To już nie przelewki. Akio Toyoda ostrzega rząd, że nadgorliwość w walce o obniżenie emisji CO2, by kraj mógł osiągnąć neutralność klimatyczną, stanowi zagrożenie dla Japonii. Jej efektem może być utrata pracy przez miliony ludzi oraz obniżenie produkcji samochodów o miliony egzemplarzy.

Kurs na elektryki może zaszkodzić Japonii, silnik spalinowy nie jest wrogiem

Toyoda otwarcie skrytykował rządowe plany, by ściąć emisję dwutlenku węgla do 2030 roku, a do 2050 roku osiągnąć neutralność klimatyczną. Według niego nagłe i nieprzemyślane pójście w kierunku samochodów elektrycznych – jak to czyni Europa, która słabo radziła sobie z produkcją hybryd – zaszkodzi przemysłowi Kraju Kwitnącej Wiśni. Prezes Toyoty absolutnie nie zgadza się z tezą, że branża motoryzacyjna kraju stała się przestarzała.

Według cytowanych przez niego danych Japonia produkuje dziś 10 milionów samochodów, z czego mniej więcej połowa trafia na eksport. Spodziewa się on, że nawet w 2030 roku krajowe fabryki będą wytwarzały 8 milionów samochodów rocznie wyposażonych w silniki spalinowe (włączając stare hybrydy i hybrydy plug-in, źródło). Próba wymuszenia niższej emisji ma oznaczać, że linie montażowe wywędrują poza kraj, co może oznaczać, że 5,5 miliona pracowników straci pracę.

Toyoda zasugerował rządowi, by nie naciskał na przechodzenie na napędy elektryczne, skoro firmy szukają swoich metod na obniżenie produkcji CO2. I wyliczył, że Toyota wprowadziła dotychczas na rynek 18,1 miliona samochodów hybrydowych, które zredukowały emisję tak samo, jak zrobiłoby to 5,5 miliona egzemplarzy aut czysto elektrycznych (BEV) – a tylu egzemplarzy aut nie sprzedał jeszcze żaden producent elektryków. Żeby przedłużyć życie klasycznych silników spalinowych, Toyota rozpoczęła prace nad wariantami spalającymi wodór.

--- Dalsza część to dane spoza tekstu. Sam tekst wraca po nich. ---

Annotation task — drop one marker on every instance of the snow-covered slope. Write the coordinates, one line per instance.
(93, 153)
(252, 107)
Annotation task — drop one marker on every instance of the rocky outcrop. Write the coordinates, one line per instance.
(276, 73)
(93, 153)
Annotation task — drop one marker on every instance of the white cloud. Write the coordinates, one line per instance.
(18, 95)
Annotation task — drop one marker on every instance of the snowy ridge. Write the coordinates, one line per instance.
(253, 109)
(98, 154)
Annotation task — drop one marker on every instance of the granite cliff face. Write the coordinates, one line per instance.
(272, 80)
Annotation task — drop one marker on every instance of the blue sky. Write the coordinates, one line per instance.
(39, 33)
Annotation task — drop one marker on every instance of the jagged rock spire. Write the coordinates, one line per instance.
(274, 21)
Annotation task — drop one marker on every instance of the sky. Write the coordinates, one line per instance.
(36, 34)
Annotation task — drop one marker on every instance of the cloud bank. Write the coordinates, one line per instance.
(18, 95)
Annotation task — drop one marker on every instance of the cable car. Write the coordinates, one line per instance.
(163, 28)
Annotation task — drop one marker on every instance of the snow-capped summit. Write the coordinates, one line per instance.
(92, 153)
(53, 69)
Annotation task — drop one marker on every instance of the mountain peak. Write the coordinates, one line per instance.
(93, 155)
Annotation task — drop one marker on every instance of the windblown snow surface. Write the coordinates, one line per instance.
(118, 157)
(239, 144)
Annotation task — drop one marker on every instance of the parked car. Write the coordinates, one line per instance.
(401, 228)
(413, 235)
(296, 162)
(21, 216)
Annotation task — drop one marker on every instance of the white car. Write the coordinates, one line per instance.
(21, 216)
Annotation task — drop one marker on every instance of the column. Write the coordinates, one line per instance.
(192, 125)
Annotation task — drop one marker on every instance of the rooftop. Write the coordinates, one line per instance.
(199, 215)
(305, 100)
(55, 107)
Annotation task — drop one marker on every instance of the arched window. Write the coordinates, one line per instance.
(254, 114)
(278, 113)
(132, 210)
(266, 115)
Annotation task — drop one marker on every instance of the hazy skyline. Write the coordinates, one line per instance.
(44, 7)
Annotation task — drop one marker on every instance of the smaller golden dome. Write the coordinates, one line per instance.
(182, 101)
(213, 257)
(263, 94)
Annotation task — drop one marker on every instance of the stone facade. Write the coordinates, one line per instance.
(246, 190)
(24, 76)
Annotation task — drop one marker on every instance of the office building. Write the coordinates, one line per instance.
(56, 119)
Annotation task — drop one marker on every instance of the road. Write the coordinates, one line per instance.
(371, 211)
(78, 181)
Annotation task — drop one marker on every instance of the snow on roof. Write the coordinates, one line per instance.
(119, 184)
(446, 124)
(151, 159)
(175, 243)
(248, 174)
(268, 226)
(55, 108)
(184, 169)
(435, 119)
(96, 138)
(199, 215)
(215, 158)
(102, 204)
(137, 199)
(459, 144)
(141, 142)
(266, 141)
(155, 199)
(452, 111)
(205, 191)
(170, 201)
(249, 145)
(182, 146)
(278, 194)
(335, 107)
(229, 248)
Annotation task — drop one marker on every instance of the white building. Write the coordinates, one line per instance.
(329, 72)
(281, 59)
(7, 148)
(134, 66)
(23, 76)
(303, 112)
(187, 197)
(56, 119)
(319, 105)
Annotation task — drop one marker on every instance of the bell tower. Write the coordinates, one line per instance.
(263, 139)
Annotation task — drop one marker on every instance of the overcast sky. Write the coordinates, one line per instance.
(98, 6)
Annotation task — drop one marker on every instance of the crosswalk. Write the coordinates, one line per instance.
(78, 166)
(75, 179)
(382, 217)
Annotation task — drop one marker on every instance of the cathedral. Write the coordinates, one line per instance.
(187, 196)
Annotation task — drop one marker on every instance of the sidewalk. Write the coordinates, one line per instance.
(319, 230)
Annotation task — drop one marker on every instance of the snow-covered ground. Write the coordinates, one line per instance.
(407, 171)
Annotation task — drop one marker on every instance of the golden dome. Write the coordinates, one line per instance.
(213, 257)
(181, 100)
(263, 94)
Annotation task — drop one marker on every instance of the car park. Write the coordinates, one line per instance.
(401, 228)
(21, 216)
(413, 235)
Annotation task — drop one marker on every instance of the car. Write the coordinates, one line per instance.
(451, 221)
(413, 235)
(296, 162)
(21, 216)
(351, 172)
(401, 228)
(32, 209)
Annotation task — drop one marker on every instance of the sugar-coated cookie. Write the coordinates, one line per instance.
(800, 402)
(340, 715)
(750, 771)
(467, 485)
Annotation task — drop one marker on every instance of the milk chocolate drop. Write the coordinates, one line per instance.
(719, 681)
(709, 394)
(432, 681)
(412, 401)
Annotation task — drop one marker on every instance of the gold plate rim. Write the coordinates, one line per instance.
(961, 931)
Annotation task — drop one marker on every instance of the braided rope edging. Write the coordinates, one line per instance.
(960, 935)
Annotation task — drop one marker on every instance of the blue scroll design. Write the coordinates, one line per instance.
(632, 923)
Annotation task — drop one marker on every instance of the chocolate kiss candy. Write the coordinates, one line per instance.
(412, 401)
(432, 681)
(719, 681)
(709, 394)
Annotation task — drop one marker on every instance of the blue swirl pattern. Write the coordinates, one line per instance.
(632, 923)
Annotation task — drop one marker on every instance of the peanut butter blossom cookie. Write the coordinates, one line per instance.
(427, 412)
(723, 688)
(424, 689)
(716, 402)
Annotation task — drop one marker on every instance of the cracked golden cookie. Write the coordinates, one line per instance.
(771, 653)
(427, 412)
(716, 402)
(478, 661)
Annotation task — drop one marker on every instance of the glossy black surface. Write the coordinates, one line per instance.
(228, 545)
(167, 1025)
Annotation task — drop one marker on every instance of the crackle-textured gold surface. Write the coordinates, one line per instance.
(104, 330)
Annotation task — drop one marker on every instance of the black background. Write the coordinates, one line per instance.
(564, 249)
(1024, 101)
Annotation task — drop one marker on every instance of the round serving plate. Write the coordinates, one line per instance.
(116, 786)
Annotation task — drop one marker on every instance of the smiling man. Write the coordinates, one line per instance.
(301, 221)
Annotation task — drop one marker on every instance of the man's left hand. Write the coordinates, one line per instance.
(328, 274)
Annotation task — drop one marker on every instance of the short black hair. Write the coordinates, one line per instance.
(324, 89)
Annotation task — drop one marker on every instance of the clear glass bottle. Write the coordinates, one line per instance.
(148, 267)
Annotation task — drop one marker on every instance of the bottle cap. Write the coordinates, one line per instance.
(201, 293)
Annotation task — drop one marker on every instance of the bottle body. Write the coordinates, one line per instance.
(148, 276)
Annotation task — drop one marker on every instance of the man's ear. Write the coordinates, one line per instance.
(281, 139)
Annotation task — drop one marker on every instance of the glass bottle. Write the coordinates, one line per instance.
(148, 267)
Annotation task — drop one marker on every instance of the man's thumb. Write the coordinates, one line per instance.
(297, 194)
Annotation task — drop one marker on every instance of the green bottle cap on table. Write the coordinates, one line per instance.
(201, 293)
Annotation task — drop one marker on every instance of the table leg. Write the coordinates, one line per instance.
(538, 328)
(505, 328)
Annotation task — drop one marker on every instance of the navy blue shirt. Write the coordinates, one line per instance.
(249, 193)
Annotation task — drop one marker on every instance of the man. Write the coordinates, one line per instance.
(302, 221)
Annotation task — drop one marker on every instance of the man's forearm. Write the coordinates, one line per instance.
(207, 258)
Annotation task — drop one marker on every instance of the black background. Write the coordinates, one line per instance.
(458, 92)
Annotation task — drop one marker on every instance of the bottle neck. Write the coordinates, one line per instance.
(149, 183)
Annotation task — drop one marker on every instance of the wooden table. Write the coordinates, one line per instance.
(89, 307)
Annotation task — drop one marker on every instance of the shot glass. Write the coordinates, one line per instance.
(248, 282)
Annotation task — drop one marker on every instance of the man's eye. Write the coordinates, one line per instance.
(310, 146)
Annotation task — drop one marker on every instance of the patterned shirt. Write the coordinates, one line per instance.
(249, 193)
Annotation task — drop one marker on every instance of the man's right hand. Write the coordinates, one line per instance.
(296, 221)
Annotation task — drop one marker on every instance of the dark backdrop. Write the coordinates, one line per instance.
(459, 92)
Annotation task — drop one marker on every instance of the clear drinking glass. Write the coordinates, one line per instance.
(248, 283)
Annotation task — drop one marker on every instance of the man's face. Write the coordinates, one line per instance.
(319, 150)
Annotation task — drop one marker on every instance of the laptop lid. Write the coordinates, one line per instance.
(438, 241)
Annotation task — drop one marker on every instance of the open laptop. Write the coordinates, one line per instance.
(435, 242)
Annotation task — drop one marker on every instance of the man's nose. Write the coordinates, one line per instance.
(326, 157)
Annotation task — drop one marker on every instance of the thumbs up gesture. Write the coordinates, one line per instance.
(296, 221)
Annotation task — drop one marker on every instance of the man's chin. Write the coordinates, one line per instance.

Zdjęcie otwierające: Akio Toyoda podczas powrotu z wyścigu, w którym brała udział Toyota Corolla na wodór (c) Toyota

Nota od redakcji www.elektrowoz.pl: liczba 18,1 miliona hybryd jest intrygująca, pozwala bowiem na wyliczenie, że Toyota potrzebowała w całej swojej historii około 29 GWh ogniw. Gdyby montować je do samochodów czysto elektrycznych (BEV), wystarczyłyby na zasilenie około 0,5 miliona aut.

Nie przegap nowych treści, KLIKNIJ i OBSERWUJ Elektrowoz.pl w Google News. Mogą Cię też zainteresować poniższe reklamy:
Ocena artykułu
Ocena Czytelników
[Suma: 7 głosów Średnia: 4.7]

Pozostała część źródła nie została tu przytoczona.